Parce que je me sens extrêmement bien à Berne. Je suis fier et heureux que ce grand club m’ait permis de signer un aussi long contrat. C’est quelque chose que je voulais. J’ai envie de travailler dur chaque saison pour les Ours et de revivre de bons moments ici. J’ai remporté quatre titres ici. J’en aimerais encore plus si possible…

Jeudi passé, quand Genève, revenu de 0-2 à 2-2, a marqué le but victorieux à la 96e, avez-vous commencé à douter?

Il est évident que lorsque tu encaisses un but après un match aussi long, cela fait mal. On était tous très déçus, on joue au hockey pour gagner. En face, les Genevois avaient les jambes aussi lourdes que nous, mais cette victoire leur a donné de la motivation et du pouvoir. On s’est alors tous revus le lendemain pour analyser nos erreurs. On savait que ce quatrième acte de samedi serait très important. Cela n’a pas été le meilleur match de la série mais à la fin, en play-off, il n’y a que la victoire qui compte. Et puis cette fois-ci on a réussi à tenir notre avantage de deux buts jusqu’au bout.

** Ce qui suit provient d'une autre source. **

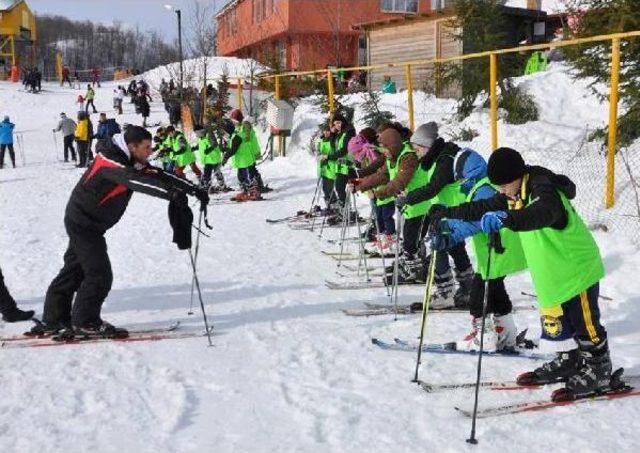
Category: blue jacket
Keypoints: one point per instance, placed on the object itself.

Quand le premier affronte le huitième, y a-t-il inévitablement un excès de confiance avant une série?

Non, au contraire. Genève s’est qualifié pour les play-off en montrant le hockey qu’il fallait pour être du bon côté de la barre. Au vu de ses dernières parties, c’était l’une des équipes les plus dangereuses à affronter. On savait que cette Ligue serait serrée, Genève le prouve encore maintenant. Pour un joueur, c’est intéressant, pour le public aussi, et on va continuer comme ça. Après avoir dominé la saison régulière, on a eu le sentiment qu’il a été compliqué de vous remettre en mode play-off…

Il est vrai qu’on s’est qualifié assez tôt pour les play-off, mais quand tu joues contre des formations qui travaillent pour chaque point, j’ai le sentiment qu’on a bien géré ces matches-là. À la fin, il nous a peut-être manqué cette niaque que Genève avait dès le début. C’est certainement ça qui a fait un peu la différence. Mais maintenant, j’espère qu’on est bien entré dans cette série et qu’on va poursuivre ainsi.

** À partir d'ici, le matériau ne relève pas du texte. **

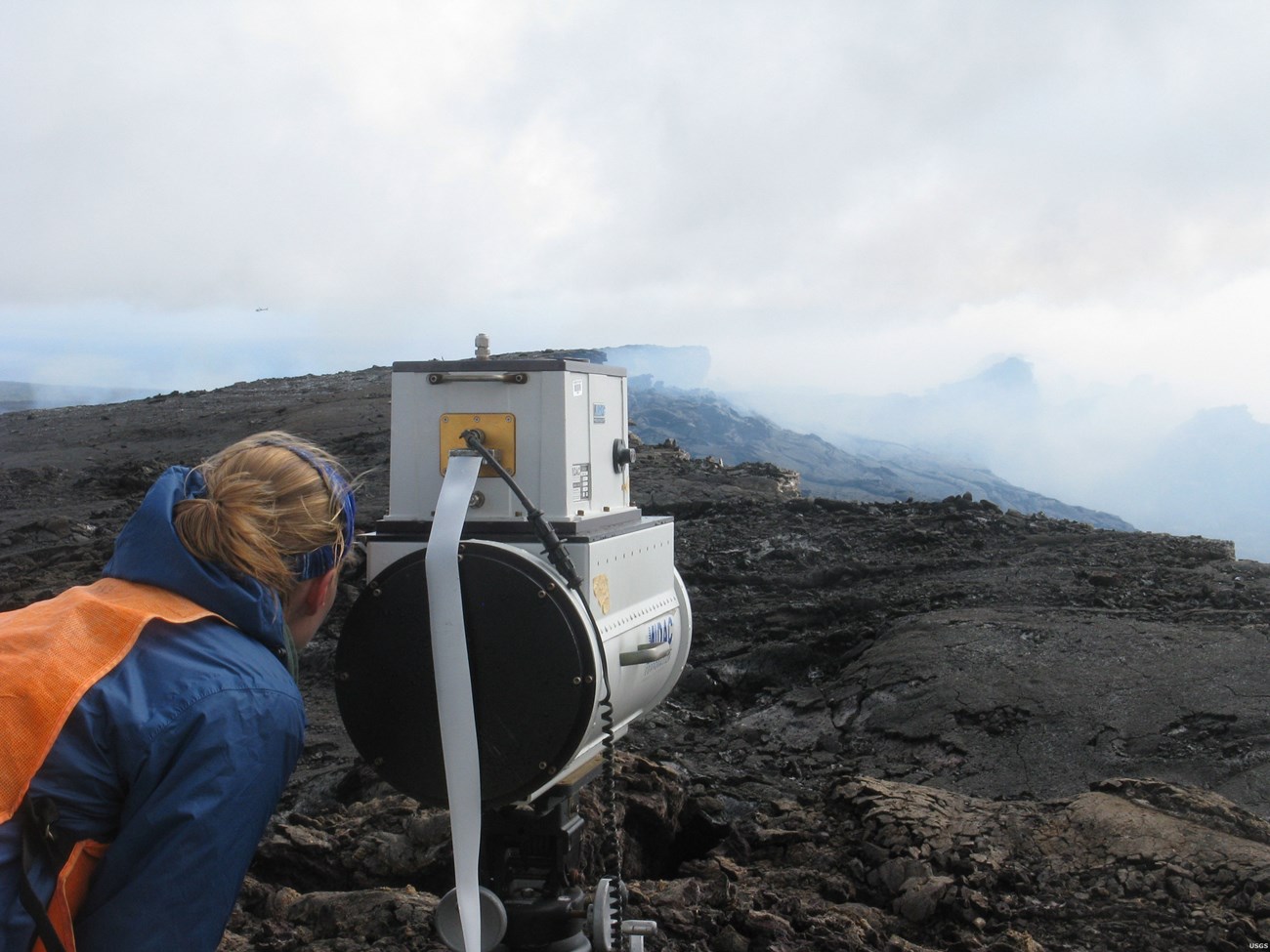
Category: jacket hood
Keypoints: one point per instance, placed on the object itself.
(148, 551)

À quel genre de match vous attendez-vous ce mardi?

On ne sait pas ce qui va arriver ce mardi mais le plus important c’est de pouvoir influencer ce qui peut l’être, comme se régénérer, recharger les batteries et analyser ce qu’il faut améliorer. Je m’attends à une série très longue encore. Les play-off, c’est le plus beau moment d’un hockeyeur. On aura tous ça en tête en entrant sur la patinoire ce mardi. On a envie de gagner cette fois-ci à la maison. Et là, je suis convaincu que nous serons prêts.

Créé: 18.03.2019, 18h22

Avant-match

Berne, PostFinance Arena (mardi, 20 h)

L’équipe

Bouma, Wick, Vukovic, Almond, Douay et Tömmernes sont blessés. Winnik et Wingels sont suspendus. Retour de Martinsson et Dufner en défense.

Suspension

C’était attendu par le staff de Ge/Servette, il n’a pas été «déçu». «Wingels? Il va prendre deux matches et sera de retour jeudi soir aux Vernets.» Ainsi pariait Louis Matte lundi à la mi-journée avant de recevoir le courrier de la Ligue. Le buteur des Aigles a donc écopé d’un deuxième match après celui qui a déjà été purgé samedi. Le club ne fera pas recours et se plie à la décision.